Fig. 8. Static experimental results via Deep CDI. (a) The image of the small intestine section (top right) taken by a conventional microscope with a $\times 40$ objective lens. (b1, c1, d1) Reconstructed amplitude images by the Deep CDI in the corresponding position in a. (b2, c2, d2) Reconstructed phase images by the Deep CDI in the corresponding position in a. (d3, d4) The amplitude and phase images are reconstructed by off-axis holography for validating. (e) The MSE loss curves of the three static experimental data during the training process.

Download Full Size | PDF

To reconstruct the complex field, each diffraction pattern is input separately into a Deep CDI network with the same hyperparameter. Figures 8(b)-(d) show the Deep CDI reconstruction results of the intestine section after 10,000 epochs.
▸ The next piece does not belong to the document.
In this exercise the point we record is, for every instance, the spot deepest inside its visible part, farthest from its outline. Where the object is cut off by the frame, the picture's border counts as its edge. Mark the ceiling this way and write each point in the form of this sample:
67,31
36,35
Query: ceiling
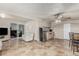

And the recorded diffraction patterns of corresponding position are shown in Supplement 1, Fig. S2. The MSE curves during the training process are plotted in Fig. 8(e), which share a similar trend with our numerical results. One can see from the curves that all the MSE values are converged to $1.0\times {10}^{-4}$ after about 10,000 epochs. Off-axis reconstruction results at (d1) position are shown in Figs. 8(d3) and (d4). The overall reconstruction results are in good agreement between the two methods. The experiment results demonstrate that Deep CDI can reconstruct the complex field through only one intensity measurement without any labeled data, which is essential to deep learning for practice applications as the data limits are eliminated.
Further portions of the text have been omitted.